If the statistical model is capturing something real, then these transformations should marginally improve the odds that Laos will transition to democracy. Of course, the observed “effect” is probabilistic, not deterministic, so I’m not suggesting that Laos will start holding free elections as soon as it joins.

I do, however, expect that Laos will eventually democratize, and that when it does, that data point will further reinforce the clear liberal trend in human political organization. As far as I’m concerned, what I said at the end of that 2008 paper still holds:

Taking a longer view, the evidence that international integration and the global trend toward democratic rule are interrelated is compelling. In his landmark work on the dynamics of political institutions over time, Paul Pierson reminds us that change processes involving complex causes and slow-moving outcomes are not readily explained by the kinds of models social scientists usually employ, especially in statistical analyses. When we focus narrowly on the kinds of discrete transitional moments studied here, these limitations do not loom so large. If we switch our vision to the long haul, however, they could be critical.

From a historical perspective, we might think of these transition events as the visible signals emanating from a slower-moving but also much-harder-to-quantify process of political and economic development that includes institutions at the levels of state and society as well as regime. Watching for patterns at this temporal and geographic scale is a bit like watching for climate change. The mechanisms generating the larger pattern are extremely complex and undoubtedly include elements of endogeneity, contagion, threshold effects, and feedback loops, to name just some of the possibilities. This kind of causal complexity makes it very hard to isolate the effects of specific variables, especially when the data we might use to test those relationships are often scarce or unreliable. And yet a pattern emerges. The production of greenhouse gases accelerates, temperatures rise, glaciers retreat, and species disappear.

Meanwhile, trade flows swell, international organizations, proliferate, more countries attempt democracy, and fewer of those democracies fail. The nexus of these trends almost certainly lies in the functional links between democracy and economic development–links that promote exactly the kind of positive feedback loops Pierson identifies as a key mechanism for path-dependent change in political institutions. When governments discover they cannot survive by force alone, they must find ways to secure the habitual, quasi-voluntary compliance of the populations they seek to rule.
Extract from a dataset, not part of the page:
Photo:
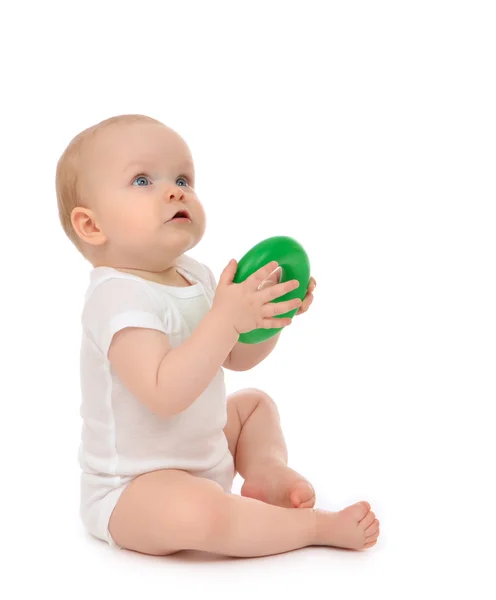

To secure that compliance, they need to promote prosperity and remove incentives to rely on force as a means to effect political change.

The second half of the 20th century demonstrated convincingly that the combination of democratic governance with market-based economies offers the most effective means to achieve those ends in a durable way. That combination does not always produce immediate gains, but at present there appears to be no sustainable alternative, so polities that try democracy and fail almost invariably try again. As Robert Bates argues, ‘The creation of limited government may not be sufficient to secure high levels of investment, much less the growth of national economies. But assurances to investors surely are necessary to secure the formation of capital,’ and thus to allow economic growth to occur. As technological and political developments have expanded the possibilities for global exchange, governments have increasingly reached out to one another in an effort to create new opportunities for growth and then to help their citizens realize the resulting gains. Thus, even as the instantaneous and visible status of many countries’ domestic political institutions remains highly volatile, the historical trajectories point decidedly toward a world increasingly composed of states with elected governments linked by dense networks of economic exchange and political and legal entanglements.